Made in Vancouver, Canada by Picovoice
A library for real-time voice processing in web browsers.
-
Uses the Web Audio API to access microphone audio.
-
Leverages Web Workers to offload compute-intensive tasks off of the main thread.
-
Converts the microphone sampling rate to 16kHz, the de facto standard for voice processing engines.
-
Provides a flexible interface to pass in arbitrary voice processing workers.
All modern browsers (Chrome/Edge/Opera, Firefox, Safari) are supported, including on mobile.

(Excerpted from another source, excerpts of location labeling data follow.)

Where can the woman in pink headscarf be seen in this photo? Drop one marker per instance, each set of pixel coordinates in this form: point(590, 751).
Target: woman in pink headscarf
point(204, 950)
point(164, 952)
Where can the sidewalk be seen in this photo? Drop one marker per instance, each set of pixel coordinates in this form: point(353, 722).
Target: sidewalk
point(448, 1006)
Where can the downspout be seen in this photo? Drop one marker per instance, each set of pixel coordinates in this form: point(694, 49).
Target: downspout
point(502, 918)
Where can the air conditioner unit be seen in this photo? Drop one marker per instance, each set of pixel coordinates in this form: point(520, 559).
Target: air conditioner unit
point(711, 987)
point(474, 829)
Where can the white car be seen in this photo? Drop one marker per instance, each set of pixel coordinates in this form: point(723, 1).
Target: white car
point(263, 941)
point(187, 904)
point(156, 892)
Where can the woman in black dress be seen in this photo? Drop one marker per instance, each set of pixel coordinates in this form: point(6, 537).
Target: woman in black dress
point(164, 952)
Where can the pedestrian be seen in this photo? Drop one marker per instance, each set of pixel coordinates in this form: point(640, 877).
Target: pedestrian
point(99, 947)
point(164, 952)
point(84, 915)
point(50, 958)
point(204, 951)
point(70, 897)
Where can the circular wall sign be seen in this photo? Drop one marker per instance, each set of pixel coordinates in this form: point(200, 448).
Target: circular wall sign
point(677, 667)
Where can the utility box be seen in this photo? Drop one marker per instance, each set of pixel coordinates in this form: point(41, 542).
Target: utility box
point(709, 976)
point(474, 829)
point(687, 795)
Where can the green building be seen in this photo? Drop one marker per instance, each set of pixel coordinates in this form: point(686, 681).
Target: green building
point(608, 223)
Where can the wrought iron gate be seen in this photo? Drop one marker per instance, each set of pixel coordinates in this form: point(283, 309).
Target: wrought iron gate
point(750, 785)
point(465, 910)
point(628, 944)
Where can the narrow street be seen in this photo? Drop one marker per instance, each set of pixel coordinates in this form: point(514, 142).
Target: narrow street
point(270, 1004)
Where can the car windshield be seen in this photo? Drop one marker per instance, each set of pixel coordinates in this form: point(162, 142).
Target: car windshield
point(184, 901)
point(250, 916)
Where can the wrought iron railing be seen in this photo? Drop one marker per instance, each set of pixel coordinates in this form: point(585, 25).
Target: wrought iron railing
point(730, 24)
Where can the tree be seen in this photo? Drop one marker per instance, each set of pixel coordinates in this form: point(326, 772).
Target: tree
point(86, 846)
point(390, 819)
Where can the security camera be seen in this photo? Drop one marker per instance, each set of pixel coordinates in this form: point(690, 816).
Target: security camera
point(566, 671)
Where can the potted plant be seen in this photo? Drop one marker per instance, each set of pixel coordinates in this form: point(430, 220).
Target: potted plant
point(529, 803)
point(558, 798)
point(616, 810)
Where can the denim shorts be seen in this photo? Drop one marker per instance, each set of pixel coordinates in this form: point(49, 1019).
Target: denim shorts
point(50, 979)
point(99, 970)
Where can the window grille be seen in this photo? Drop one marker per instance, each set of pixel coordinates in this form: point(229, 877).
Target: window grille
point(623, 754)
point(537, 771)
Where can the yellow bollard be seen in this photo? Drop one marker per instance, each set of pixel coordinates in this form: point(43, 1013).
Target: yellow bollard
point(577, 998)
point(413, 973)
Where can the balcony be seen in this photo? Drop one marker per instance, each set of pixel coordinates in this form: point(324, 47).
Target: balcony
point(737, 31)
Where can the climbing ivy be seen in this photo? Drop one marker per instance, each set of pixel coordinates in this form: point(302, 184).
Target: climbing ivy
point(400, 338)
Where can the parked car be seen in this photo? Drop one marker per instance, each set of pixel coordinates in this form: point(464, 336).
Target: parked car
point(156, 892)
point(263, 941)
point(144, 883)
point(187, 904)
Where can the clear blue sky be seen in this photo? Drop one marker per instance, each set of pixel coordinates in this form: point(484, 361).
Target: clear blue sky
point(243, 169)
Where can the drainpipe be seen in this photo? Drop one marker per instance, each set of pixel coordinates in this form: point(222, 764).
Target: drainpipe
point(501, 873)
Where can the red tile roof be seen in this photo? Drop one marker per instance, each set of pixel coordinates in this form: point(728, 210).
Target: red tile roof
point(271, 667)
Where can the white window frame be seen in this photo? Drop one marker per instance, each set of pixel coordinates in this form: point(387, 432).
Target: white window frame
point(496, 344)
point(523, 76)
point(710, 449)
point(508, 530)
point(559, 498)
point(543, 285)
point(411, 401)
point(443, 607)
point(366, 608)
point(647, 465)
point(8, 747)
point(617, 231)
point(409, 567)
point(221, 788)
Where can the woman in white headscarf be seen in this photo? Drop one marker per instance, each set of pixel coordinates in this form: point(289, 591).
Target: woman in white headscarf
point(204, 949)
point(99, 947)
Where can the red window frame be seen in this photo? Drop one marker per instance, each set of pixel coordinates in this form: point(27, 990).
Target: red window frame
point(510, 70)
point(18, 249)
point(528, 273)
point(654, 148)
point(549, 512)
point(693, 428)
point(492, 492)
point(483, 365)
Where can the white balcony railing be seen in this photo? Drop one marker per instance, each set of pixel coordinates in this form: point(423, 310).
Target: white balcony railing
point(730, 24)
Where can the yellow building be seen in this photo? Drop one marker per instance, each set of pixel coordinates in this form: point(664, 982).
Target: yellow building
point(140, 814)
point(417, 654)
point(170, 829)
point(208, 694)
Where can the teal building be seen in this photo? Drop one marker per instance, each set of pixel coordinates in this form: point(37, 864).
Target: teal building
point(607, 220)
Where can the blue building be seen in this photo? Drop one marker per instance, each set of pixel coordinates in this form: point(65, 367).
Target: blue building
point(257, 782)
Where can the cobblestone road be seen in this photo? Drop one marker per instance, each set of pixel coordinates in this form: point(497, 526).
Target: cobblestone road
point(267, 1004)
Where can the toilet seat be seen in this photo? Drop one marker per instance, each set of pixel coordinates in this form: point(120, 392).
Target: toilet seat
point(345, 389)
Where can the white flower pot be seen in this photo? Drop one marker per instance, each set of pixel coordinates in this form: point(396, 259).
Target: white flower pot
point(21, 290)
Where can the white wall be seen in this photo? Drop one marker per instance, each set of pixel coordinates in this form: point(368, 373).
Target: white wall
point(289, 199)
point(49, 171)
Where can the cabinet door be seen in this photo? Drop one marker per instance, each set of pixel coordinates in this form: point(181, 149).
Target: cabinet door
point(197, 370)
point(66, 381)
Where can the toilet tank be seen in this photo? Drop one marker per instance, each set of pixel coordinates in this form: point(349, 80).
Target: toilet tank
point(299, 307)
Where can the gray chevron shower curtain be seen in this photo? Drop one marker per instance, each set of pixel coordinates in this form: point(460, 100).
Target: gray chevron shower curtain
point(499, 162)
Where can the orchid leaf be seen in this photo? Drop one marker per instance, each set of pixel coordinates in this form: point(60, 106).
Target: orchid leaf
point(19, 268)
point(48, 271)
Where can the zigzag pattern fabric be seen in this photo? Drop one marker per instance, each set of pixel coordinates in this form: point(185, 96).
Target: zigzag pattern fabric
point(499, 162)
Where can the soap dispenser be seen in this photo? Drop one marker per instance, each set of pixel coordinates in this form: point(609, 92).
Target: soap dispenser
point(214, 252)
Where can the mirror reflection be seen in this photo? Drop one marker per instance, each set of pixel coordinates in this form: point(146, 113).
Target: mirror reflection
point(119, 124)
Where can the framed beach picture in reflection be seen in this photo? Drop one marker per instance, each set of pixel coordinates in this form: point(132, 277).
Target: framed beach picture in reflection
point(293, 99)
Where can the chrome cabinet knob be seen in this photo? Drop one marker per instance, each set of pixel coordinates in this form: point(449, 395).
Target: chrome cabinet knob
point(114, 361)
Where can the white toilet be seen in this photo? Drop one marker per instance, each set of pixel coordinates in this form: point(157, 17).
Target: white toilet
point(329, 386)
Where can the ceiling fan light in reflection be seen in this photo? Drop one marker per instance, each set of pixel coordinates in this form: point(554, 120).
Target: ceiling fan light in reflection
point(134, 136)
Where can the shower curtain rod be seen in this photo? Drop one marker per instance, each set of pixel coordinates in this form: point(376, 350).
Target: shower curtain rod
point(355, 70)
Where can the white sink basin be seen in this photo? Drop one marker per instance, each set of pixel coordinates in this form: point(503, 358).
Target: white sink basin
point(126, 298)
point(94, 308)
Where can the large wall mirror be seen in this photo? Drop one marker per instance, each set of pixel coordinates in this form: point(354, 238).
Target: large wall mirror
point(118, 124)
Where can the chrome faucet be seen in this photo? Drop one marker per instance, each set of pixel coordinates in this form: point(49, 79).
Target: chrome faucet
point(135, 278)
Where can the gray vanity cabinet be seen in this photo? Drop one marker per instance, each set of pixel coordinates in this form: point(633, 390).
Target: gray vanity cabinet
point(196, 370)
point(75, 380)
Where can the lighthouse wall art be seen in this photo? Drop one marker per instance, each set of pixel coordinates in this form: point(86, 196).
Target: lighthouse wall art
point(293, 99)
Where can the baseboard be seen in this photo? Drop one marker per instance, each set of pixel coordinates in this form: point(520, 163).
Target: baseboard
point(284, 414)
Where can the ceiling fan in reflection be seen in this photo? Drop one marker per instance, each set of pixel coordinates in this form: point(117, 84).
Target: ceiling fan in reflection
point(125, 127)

Internet Explorer is not supported.
Using the Web Audio API requires a secure context (HTTPS connection), with the exception of localhost
, for local development.
This library includes the utility function browserCompatibilityCheck
which can be used to perform feature detection on the current browser and return an object
indicating browser capabilities.
ESM:
import { browserCompatibilityCheck } from '@picovoice/web-voice-processor';
browserCompatibilityCheck();
IIFE:
window.WebVoiceProcessor.browserCompatibilityCheck();
- '_picovoice' : whether all Picovoice requirements are met
- 'AudioWorklet' (not currently used; intended for the future)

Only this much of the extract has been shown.